New food labels could impact grocery store visits

Jun 17, 2022 | 10:19 AM

New potential labels coming to Canadian foods could impact how people shop at the grocery store.

The new rules proposed by Health Canada could see products with 15 per cent or more of the recommended daily intakes of sodium, sugar and saturated require a new label warning about how unhealthy the product is.

This would affect ground beef and pork.

Sylvain Charlebois, the director of the agri-food analytics lab at Dalhousie University in Halifax, suggests the labels aren’t a terrible thing for the country.

“There’s widespread support for these labels. Some countries in Europe have actually gone ahead with these labels and they do work,” he explained.

“They do discourage consumers from buying certain products. With these labels, they often eliminate products from the market because grocers aren’t necessarily interested in selling a product that is labelled unhealthy.”

While the labelling discourages some customers, Charlebois feels that isn’t necessarily a bad thing because it forces producers to look into reformulating their products so they can become healthier and not need a label.

But he adds Canada’s suggested rules surrounding the new labels put a lot of products on the store shelf into question.

“Every country has gone ahead with a list of exemptions and this is where Health Canada’s approach is a little awkward,” he stated.

“There are 16 different sub-categories including dairy products, but ground meat is not excluded except for extra lean, which doesn’t make much sense because if you look at Health Canada’s threshold, ground meat once cooked would comply with the threshold set by Health Canada.

“A lot of people are left wondering, ‘What is going on there?’ ”

By leaving only extra lean ground meat exempt from the label, Charlebois thinks it could actually scare off consumers and grocers from buying the products.

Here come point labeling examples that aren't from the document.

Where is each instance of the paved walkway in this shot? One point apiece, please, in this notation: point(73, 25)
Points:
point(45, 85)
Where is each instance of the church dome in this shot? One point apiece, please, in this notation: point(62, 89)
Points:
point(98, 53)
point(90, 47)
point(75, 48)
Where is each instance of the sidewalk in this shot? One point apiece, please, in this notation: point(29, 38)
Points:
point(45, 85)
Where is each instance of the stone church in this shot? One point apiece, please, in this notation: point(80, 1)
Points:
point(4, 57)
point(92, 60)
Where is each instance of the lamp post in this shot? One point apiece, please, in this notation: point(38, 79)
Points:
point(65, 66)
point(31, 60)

“I think it will eliminate ground meat altogether from stores. Grocers won’t be interested in selling a product labelled as unhealthy,” he predicted. “People are saying they won’t mind the label (and) they’ll keep on buying. The problem is once they show up at the grocery store, those products won’t be available at all.”

He adds that 50 per cent of all beef sold in Canada is ground beef.

“So you’re basically discriminating against a product that is adored and loved by Canadians,” Charlebois added. “If Health Canada goes ahead with the proposal as presented, you’re likely only going to see extra lean ground meat on the market, and that product is very expensive.

“You’re basically making inflation a worse problem at the meat counter for Canadians overall.”

No official decision has been made on the Health Canada proposal.